My point exactly. “Locked out of legacy outlets” my ass. The only ones “locked out” are the randos who are internet-famous but not genuine intellectuals. Mind you, there are plenty of people who are published by “legacy outlets” who shouldn’t be, like David Brooks for one horrible example. But the Dave Rubins and Carl Benjamins aren’t lost geniuses who would be gracing everyone’s breakfast table if only they were more Orthodox – they’re just mouthy dudes.

But, after we got back from Hawaii, the Times sent Pulitzer-winning photographer Damon Winter to take my photo in East Lansing, where I live, for this article. This was a weird scene. Damon wanted to do it at a very particular moment of sunset, out in a field with a bunch of reeds, so we parked ourselves behind the fire department in a park, with reeds.

Like the Sam Harris one – or was that sunrise rather than sunset?

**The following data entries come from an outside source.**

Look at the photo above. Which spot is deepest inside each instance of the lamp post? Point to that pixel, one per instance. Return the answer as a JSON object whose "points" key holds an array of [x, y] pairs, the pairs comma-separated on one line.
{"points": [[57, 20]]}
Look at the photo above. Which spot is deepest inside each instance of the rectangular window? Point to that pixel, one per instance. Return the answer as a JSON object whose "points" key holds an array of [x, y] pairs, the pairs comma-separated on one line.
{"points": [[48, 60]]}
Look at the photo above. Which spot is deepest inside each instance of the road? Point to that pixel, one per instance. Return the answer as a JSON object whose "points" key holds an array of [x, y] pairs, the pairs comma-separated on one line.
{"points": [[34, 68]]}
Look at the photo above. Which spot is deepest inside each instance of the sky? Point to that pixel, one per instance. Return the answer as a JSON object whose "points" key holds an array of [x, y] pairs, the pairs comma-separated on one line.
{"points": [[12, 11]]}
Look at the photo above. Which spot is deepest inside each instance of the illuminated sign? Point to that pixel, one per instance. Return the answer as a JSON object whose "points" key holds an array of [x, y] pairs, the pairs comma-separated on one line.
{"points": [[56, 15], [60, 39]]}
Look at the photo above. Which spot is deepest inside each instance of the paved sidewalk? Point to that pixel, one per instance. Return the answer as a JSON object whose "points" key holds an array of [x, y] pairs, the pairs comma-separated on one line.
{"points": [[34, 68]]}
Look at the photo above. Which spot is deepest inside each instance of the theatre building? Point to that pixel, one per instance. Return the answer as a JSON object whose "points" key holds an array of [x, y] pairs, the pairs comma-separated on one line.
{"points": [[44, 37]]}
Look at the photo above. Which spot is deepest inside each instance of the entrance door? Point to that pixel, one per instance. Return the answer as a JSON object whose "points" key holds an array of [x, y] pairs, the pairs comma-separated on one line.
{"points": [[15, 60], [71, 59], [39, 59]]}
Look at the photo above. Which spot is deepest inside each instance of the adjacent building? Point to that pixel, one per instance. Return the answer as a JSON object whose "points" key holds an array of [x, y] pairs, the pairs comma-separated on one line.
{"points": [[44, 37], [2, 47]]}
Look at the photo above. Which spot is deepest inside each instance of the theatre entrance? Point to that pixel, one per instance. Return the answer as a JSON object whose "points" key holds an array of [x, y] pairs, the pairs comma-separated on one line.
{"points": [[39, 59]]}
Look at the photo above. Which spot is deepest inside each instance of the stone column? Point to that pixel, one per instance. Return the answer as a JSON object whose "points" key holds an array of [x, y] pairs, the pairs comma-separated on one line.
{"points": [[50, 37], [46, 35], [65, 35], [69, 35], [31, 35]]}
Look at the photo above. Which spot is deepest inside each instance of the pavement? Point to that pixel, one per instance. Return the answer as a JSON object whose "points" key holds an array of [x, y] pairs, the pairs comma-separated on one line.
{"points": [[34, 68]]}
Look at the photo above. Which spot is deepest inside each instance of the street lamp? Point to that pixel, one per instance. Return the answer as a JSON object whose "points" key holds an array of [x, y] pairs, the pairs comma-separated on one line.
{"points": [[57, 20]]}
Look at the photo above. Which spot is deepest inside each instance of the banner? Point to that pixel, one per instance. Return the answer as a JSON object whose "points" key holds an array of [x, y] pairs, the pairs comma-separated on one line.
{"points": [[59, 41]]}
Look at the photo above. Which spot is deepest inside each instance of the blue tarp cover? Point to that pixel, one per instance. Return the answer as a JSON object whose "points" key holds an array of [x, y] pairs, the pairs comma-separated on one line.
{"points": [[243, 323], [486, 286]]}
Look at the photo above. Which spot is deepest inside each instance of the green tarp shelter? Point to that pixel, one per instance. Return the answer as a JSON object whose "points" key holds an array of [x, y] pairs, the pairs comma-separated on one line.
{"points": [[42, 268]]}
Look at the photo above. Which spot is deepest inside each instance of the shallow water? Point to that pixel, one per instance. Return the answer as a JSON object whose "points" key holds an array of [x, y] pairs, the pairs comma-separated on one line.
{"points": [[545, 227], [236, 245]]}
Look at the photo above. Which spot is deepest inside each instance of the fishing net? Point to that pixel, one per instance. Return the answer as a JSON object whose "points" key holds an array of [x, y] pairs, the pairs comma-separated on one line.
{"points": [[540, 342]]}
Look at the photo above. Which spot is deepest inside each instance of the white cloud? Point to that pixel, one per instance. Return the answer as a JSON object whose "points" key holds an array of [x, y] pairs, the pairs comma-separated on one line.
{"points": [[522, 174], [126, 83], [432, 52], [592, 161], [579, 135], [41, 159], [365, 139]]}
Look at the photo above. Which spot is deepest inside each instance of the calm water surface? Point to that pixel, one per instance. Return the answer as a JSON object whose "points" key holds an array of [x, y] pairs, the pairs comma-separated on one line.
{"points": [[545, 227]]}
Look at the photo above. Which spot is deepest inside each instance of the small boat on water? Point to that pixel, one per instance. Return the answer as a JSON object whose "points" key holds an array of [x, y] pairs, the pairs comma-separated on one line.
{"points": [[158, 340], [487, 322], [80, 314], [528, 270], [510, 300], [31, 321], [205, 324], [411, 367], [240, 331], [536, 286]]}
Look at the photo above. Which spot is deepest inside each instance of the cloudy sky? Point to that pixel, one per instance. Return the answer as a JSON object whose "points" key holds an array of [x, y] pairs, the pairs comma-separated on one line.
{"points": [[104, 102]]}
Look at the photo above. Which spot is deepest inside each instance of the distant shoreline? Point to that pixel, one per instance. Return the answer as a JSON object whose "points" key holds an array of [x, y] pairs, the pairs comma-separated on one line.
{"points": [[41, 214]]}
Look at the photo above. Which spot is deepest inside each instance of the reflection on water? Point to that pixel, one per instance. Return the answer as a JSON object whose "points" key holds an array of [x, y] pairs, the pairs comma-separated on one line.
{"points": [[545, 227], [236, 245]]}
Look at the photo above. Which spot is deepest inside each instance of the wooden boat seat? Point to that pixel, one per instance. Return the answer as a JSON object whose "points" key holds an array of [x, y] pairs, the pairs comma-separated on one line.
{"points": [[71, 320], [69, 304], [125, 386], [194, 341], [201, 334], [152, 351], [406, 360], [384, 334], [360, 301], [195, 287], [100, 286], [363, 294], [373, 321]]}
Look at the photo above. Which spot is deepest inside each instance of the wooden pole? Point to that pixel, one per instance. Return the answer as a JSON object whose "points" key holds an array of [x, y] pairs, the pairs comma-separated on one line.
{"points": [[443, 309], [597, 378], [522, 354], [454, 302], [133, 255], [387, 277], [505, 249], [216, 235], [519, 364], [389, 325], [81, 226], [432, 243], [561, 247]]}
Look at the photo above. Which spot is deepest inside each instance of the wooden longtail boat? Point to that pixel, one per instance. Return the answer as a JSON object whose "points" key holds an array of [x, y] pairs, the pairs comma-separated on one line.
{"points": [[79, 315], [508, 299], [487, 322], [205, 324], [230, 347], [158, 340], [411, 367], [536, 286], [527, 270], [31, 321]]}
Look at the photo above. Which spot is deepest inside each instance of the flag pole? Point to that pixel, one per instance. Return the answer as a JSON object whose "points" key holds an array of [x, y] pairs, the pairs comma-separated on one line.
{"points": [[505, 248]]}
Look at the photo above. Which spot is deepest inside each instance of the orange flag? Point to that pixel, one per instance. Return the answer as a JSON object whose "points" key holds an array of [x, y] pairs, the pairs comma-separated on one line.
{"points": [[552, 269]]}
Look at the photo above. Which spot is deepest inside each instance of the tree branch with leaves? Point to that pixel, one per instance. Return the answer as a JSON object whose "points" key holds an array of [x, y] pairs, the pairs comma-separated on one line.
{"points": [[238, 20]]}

Nah, sunset so much more convenient.

After he left, I started thinking this was not the right story for me to be in. We had talked about who else would be in it, and it wasn’t so much as I didn’t want to be associated with those people as I didn’t know who most of them were. So, it wasn’t “I don’t want to be a member of any club that would have me” so much as “Who now? What now? What am I supposedly a key part of?”

I was also, frankly, worried about any article that was going to have a bunch of highly dramatized images.

And rightly so. Those photos make my skin crawl – they look cultish. It really does reek of thought-leaderism, as YNNB said.

I am not interested in darkness or dark connections. I want intellectualism, journalism, scholarship, and government to be about light, transparency, and facts. Peer review, checks and balances, open access. Not about clicks and skirmishes and dramatic photos taken at sunset.

And definitely not about thought leaders.